Back in the day, before I was a blogger, I was very involved in online support groups as we searched for answers and healing for Noah's epilepsy.
In one of those groups I met Cris, and she would be the one person that tipped it all for me... she set my life on a different course. She planted a seed in me, to trust my instincts and start asking more questions. Do some research. Read Evidence of Harm. No one had ever told me these things before. That it was OK to stand up and be that mama bear protecting her cubs even if it was in the face of authority and *gasp* doctors.
And my eyes were opened. And from then on... everything changed.
I honestly credit Cris for Ivy's homebirth. Without her prompting so many years ago, I don't think I would have gone the way I have today. And I am so thankful for her.
Postmarked the day before Ivy was born, Cris sent a package, a quilt with two letters. One for me and one for Ivy.
I will never forget the fat, round tears that fell from my eyes as I read her words. I will hold these letters dear to my heart forever.

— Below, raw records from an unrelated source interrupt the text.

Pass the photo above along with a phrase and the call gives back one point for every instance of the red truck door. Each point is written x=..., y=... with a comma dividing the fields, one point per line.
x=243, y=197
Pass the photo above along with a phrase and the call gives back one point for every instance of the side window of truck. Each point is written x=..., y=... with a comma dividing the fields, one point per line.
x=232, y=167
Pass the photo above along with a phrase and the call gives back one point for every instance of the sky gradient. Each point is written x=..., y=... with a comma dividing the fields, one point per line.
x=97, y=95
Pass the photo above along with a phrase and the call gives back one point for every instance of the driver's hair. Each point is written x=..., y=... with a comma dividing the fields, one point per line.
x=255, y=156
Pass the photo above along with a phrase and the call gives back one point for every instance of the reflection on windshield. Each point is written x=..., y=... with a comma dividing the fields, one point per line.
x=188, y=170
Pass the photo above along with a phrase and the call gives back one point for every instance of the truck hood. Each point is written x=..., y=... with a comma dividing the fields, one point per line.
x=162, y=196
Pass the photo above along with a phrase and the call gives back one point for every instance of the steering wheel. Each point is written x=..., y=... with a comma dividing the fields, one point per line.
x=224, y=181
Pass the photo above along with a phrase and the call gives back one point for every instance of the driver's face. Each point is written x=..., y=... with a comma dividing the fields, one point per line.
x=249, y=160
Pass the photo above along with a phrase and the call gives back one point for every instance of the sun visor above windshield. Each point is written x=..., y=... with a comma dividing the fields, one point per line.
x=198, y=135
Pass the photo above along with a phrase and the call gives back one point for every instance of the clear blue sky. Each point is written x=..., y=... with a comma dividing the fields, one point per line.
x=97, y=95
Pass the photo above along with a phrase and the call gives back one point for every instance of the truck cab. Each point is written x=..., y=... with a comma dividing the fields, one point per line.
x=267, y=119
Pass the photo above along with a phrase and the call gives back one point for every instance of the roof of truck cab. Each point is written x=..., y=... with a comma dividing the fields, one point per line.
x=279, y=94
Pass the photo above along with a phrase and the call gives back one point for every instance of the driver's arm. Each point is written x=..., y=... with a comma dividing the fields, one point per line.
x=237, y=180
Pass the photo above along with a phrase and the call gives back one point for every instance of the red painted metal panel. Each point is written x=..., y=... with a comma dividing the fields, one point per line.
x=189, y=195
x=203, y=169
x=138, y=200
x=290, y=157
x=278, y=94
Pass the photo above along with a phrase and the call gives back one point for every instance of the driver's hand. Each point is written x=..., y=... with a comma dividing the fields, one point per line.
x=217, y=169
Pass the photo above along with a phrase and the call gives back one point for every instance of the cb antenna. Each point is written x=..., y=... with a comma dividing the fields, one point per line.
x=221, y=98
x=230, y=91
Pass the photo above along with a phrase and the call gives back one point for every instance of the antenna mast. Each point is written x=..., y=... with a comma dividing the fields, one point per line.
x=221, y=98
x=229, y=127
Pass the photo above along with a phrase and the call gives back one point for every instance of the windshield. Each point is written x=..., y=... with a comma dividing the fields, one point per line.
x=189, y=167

With her permission, I wanted to share her letter to Ivy:
Dear Baby Ivy,
Welcome to the world, little one! I can't wait to see a picture of you and your brothers all together.
Speaking of brothers... I am sure they will be protective of you, just try to take it all in stride- it's their job afterall!
Please don't ever underestimate how tough your mama is, either. She is fierce in her love for you all- somewhat of a modern day warrior woman. She and your dad will always do right by you, never doubt that!
The quilt is hand made, but it is not meant to be set on a shelf. Have picnics on it, use it as a cape (I put a sprinkle of super powers in it) use it! Love it and wear it out. I loved making it for you.
Cris & Mariah Kelly
We use this quilt as a quiet time blanket. I spread it out on my bedroom floor and Ivy knows to sit right down on it. She'll run to her favorite books and we read together. Yesterday she discovered a finger puppet and tried to put it on my toe.
We sat on that blanket for the longest time just staring out the window at the snow. I stole kisses on Ivy's cheeks and I felt very, very blessed. Warm tears singed my eyes and I said a lot of thank yous. I have no wants, I have everything I need.
I hope to be a Cris to others as I live my life.
You do know, no matter how you tell your story, you have the power to be that someone, right? :)
[P.S. my Mom just pointed out that in these photos Ivy just happens to be sitting right where she was born, on my bedroom floor.]